Fibromyalgia: An Environmental Scan

Table of Contents

5.4 Resources Requirements

Clinical

Resources identified in the environmental scan and with specific input from the key informant interviewees fall into patient and clinical areas. Patient advocacy groups such as “in the face of pain” consistently report that chronic pain too often remains untreated. Furthermore, it results from the lack of clinical intervention not because there are no pharmacological agents for treatment (Pain & Policy Group, 2007). Too often the concerns surrounding pain medication and restrictive regulatory processes impede good clinical practice. Disturbingly, the majority of healthcare professionals have very little and sometimes no formal training in pain management, yet they are expected to manage and treat chronic pain disorders, the outcome is that too many individuals do not get the necessary treatment they need and which is sadly often available (Miaskowski, C., Clearly, J., Coyne, P. et al, 2005).  Clinicians are faced with the challenges surrounding the diagnosis, treatment and management of chronic pain and specifically fibromyalgia along with structural barriers such as the amount of available clinic time to effectively provide patient-centered care to patients. Furthermore, the ideal circumstance in providing care is using a transdisciplinary model. This approach requires communication and a broad understanding of fibromyalgia from many clinical perspectives. Clinical education both during preliminary medical education and on-going continued education must provide information surrounding the advances in etiology, diagnostic criteria, treatment and management of CPD. Additionally, continued education must translate from workshops and conferences to the clinic. Many key informants stated that having resources such as a mentor, facilitated communication between specialists and primary care health care team members would help tremendously with the continuing information uptake in this area.
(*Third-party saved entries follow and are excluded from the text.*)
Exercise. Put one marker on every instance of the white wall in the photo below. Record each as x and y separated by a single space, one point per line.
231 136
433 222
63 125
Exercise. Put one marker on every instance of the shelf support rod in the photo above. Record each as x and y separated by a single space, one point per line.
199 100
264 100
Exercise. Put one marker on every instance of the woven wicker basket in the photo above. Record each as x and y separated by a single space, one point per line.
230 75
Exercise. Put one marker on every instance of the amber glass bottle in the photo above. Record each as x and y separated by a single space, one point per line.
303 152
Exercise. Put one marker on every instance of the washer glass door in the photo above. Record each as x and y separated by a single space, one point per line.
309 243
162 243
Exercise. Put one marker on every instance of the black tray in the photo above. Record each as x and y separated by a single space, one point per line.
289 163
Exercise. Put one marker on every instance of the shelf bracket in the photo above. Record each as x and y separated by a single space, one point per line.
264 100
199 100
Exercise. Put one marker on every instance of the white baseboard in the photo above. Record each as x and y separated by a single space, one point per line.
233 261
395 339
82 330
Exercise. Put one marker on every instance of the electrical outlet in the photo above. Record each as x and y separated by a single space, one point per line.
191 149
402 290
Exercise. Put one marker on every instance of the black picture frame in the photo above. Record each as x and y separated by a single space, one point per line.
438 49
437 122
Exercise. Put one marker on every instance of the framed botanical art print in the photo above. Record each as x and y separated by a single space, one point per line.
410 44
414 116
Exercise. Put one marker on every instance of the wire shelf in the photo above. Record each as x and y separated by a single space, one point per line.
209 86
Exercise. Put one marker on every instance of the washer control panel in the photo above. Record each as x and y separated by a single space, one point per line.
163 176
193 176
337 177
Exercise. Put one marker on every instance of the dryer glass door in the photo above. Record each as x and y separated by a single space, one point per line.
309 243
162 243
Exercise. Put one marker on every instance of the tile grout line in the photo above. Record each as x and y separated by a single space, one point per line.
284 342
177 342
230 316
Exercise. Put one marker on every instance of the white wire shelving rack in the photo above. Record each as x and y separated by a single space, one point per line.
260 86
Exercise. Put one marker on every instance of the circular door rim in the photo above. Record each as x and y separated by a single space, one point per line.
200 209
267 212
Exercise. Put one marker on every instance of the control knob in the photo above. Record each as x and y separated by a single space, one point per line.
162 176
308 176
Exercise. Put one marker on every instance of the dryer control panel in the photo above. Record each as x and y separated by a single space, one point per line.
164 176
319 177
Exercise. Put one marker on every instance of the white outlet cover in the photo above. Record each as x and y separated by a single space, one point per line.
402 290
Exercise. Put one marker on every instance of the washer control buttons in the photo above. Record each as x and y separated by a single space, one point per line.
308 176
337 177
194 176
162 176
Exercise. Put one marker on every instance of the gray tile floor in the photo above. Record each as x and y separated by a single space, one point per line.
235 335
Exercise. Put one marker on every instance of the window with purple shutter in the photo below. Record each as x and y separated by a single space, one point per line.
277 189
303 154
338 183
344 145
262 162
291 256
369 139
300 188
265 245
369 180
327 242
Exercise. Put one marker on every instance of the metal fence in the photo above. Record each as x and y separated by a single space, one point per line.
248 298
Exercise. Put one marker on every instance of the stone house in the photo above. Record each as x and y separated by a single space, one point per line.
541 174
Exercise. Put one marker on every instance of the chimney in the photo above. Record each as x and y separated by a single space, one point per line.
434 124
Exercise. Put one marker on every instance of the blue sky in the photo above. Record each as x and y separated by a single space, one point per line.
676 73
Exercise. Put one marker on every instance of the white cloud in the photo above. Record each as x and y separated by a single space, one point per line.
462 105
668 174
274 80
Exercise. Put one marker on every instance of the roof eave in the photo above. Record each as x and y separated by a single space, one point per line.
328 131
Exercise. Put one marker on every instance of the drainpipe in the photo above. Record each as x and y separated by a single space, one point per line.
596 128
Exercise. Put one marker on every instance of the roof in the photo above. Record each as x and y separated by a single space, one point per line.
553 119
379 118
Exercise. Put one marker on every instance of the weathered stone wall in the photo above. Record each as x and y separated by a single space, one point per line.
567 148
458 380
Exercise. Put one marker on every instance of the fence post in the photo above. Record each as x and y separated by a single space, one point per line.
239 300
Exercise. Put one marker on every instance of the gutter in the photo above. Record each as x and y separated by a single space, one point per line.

One particular family physician stated that he would like to see a contact person made available to him in order that he could easily access quick information and verify his approach to treatment in an efficient and timely manner, likely someone to follow-up with by teleconference. “There is often excellent and very useful information presented at various forums, but sometimes I would like to simply ask a few quick follow-up questions, especially when new pharmacology agents and other treatments are consistently changing” (Key Informant).

Patient

Another over-riding theme from the key informant interviews pertained to the limited office or clinic hours available to the clinical team and the absolute necessity of providing one-on-one care for patients with fibromyalgia. Family physicians stated over and over again during interviews that patient education resources were too sparse and it was consistently difficult to spend the time necessary to educate patients about all the different aspects of their syndrome. As an example, one physician explained a hospital based program for patients with fibromyalgia. He realized that he was very fortunate to have such a program in his community and refers all patients who are diagnosed with fibromyalgia. More programs are required as they not only provide patient education, they also provide the patient the opportunity to maintain control of their care by being informed and provide critical social networking and support, which is directly related to positive outcomes for those individuals with fibromyalgia who are able to participate in group processes.

The economic impact of fibromyalgia has been discussed and directly impedes some patient’s ability to access third party treatment options such as physical therapy, massage therapy and other co-pay or out of pocket expenses. A pain specialist interviewed for the project and who specifically deals with patients who no other forms of treatment have provided relief often sees patients who have no choices left in terms of pain control. Overwhelmingly, a majority were unable to get early treatment for a trauma because of socio-economic issues. In some cases, wait times were simply too long and the patient deteriorated while waiting for specialized care. In other instances, accessing health care services is simply a financial barrier.  Either way, the availability to both affordable and accessible services would improve an individual’s likelihood of trying a number of treatment modalities in order to successfully find the right combination for success and reduce the suffering associated with fibromyalgia.